Lancé au début de l'année par les États-Unis, le programme de formation et d'équipement, doté de 500 millions de dollars, devait concerner environ 5000 rebelles syriens par an pour combattre en Syrie les djihadistes du groupe État islamique (EI). Ce fut un véritable fiasco : il n'a permis de former que quelques dizaines de combattants.

Ce revirement devrait donner du grain à moudre aux détracteurs de Barack Obama qui dénoncent avec de plus en plus de véhémence ses atermoiements sur la Syrie au moment où la Russie, qui multiplie les frappes depuis dix jours, se positionne comme un acteur incontournable dans le conflit.

«Nous faisons une pause sur la formation menée jusqu'ici», a résumé, en termes diplomatiques, Christine Wormuth, sous-secrétaire à la Défense.

Concrètement, l'armée américaine abandonne la formation d'unités d'infanterie et travaillera désormais avec les groupes sur le terrain qui se battent déjà contre l'EI.

Selon le porte-parole du Pentagone, Peter Cook, les États-Unis fourniront des équipements et des armes «à des chefs de groupes sélectionnés et à leurs unités», pour qu'ils puissent mener des attaques concertées dans des zones contrôlées par le groupe armé État islamique.

Sans donner des précisions sur le type d'armes envisagé, la Maison-Blanche a évoqué des «équipements de base».

Les experts attribuent en particulier le peu de résultats du programme de formation de rebelles au filtrage extrêmement serré des recrues potentielles opérés par les Américains.

Le programme d'aide aux rebelles syriens du Pentagone n'est pas le seul soutien apporté par Washington à ces groupes : la CIA a aussi fourni des armes à des rebelles syriens à partir de 2013, et entrainé certains d'entre eux.

«Options désormais limitées»

La sénatrice républicaine Deb Fischer s'est félicitée, avec ironie, que l'exécutif admette «ce que nous savions depuis quelque temps : l'entraînement des rebelles syriens est un échec».

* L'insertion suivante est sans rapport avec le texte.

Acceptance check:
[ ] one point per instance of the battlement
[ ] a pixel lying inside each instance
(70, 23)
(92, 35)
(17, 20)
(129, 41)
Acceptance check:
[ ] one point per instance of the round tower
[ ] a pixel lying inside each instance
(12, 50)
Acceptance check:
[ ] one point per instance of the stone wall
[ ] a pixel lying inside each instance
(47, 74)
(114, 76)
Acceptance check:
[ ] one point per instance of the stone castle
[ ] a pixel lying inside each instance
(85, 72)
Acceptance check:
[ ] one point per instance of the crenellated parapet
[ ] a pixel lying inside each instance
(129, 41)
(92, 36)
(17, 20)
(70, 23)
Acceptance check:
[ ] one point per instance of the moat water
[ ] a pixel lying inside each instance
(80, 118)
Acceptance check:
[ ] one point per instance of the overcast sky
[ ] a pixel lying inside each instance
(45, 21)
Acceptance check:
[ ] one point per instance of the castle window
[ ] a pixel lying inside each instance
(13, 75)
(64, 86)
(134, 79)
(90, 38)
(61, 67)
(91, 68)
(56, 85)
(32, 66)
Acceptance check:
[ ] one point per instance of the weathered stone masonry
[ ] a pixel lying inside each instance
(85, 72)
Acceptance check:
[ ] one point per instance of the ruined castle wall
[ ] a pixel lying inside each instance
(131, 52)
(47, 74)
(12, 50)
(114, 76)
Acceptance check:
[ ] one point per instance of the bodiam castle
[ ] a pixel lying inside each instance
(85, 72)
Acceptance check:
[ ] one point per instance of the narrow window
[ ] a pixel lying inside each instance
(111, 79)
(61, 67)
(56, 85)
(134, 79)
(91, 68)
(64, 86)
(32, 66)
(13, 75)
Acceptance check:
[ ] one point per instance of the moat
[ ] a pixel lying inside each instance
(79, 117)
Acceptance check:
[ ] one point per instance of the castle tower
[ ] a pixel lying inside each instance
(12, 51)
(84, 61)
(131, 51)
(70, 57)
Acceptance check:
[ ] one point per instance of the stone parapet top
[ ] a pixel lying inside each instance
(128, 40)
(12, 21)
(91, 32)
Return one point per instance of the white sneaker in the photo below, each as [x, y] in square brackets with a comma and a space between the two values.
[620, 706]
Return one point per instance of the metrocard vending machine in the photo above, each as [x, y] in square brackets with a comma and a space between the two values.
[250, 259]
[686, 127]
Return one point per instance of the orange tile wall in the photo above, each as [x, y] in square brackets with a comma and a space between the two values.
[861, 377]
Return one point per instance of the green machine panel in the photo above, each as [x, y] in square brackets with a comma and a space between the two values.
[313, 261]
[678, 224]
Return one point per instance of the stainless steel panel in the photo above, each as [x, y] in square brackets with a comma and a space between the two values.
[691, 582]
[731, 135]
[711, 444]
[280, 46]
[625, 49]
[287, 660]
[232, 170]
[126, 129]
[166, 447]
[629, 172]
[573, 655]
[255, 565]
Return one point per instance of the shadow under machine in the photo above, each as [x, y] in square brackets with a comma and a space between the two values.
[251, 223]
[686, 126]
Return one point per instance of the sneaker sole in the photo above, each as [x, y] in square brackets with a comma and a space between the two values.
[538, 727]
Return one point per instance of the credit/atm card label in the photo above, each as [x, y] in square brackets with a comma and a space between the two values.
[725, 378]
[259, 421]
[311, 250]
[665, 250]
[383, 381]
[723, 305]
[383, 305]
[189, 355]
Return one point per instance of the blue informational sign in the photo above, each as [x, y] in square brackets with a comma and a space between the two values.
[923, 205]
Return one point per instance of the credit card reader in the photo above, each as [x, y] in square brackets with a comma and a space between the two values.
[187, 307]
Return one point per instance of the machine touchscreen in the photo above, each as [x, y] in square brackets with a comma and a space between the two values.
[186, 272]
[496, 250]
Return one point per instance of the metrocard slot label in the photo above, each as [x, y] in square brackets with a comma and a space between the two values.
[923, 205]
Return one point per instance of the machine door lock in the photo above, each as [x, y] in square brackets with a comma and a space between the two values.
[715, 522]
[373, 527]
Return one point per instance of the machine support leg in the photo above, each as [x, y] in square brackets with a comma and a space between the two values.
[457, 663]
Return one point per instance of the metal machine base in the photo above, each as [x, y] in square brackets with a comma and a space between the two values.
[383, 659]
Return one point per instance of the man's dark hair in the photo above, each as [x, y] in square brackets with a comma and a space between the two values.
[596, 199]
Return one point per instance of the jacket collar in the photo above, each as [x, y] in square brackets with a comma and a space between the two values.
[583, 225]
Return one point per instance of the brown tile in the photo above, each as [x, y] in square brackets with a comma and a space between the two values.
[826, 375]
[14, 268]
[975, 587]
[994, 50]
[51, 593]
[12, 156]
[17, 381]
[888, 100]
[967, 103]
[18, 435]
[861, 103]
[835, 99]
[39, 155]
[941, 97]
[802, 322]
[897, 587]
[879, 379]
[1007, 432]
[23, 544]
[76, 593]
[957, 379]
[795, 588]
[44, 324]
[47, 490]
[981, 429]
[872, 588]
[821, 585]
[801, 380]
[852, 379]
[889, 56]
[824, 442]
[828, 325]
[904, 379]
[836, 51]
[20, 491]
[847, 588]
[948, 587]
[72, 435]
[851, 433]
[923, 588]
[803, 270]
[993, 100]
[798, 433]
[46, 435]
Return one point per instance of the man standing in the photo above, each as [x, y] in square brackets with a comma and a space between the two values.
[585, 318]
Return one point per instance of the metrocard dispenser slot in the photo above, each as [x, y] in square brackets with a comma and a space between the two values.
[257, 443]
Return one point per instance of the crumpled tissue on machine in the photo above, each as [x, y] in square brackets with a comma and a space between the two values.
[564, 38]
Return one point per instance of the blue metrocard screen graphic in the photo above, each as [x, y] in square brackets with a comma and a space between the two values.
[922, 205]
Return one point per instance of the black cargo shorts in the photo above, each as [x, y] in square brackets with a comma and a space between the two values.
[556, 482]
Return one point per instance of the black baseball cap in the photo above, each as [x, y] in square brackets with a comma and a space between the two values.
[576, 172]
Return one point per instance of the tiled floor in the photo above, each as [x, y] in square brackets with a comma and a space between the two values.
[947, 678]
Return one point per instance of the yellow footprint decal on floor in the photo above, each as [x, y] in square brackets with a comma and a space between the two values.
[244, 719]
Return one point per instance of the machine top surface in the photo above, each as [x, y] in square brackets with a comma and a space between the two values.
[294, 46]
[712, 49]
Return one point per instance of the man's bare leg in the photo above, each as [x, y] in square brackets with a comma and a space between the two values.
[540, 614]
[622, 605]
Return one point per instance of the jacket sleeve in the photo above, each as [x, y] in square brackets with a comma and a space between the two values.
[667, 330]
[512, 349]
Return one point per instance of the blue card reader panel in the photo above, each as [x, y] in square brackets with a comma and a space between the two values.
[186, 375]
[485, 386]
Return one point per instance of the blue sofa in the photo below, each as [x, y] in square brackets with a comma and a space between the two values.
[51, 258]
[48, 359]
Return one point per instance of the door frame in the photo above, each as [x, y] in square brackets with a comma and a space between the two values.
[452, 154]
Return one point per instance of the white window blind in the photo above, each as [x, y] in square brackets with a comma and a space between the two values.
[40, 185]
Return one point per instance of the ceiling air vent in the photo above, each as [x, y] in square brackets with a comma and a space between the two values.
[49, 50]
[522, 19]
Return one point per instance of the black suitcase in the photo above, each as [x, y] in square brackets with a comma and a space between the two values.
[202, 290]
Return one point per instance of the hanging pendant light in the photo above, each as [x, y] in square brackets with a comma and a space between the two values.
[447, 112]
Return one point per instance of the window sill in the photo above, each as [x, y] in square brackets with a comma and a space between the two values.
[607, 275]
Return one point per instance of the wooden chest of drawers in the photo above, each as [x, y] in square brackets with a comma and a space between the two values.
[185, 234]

«S'il est encourageant de voir, enfin, l'administration reconnaître les faits sur le terrain, nous avons incontestablement perdu un temps précieux. Je crains que nos options soient désormais limitées», ajoute-t-elle.

L'exécutif américain insiste inlassablement sur le fait que la solution passe par une transition politique : «en Syrie, vaincre l'EI nécessite un nouveau dirigeant», a lancé M. Obama fin septembre à l'ONU.

L'avenir de Bachar al-Assad est le principal point de désaccord entre Moscou et Washington. La Russie, qui a toujours soutenu le régime de Damas, estime qu'il n'est pas possible de se passer de ce dernier pour lutter contre les djihadistes.

Dans un entretien qui sera diffusé dimanche dans l'émission 60 Minutes sur CBS, M. Obama a rejeté une nouvelle fois l'idée selon laquelle l'intervention militaire russe en Syrie serait la preuve que Moscou est désormais en position de force. Le président américain y voit, au contraire, un aveu de faiblesse.

«La Syrie était le seul allié de la Russie dans la région. Aujourd'hui, au lieu de pouvoir compter sur son soutien (...) M. Poutine envoie ses troupes, son armée, simplement pour tenter de faire tenir par un fil son allié», a-t-il avancé.

«Si vous pensez que d'avoir à envoyer des troupes pour soutenir à bout de bras votre seul allié c'est faire preuve de leadership, alors nous n'avons pas la même définition du leardership», a-t-il ajouté.

Les États-Unis dirigent une coalition militaire d'une soixantaine de pays, dont le Royaume-Uni, la France et les voisins arabes de la Syrie. Elle a mené depuis un an plus de 5000 frappes aériennes contre des positions de l'EI en Irak et en Syrie.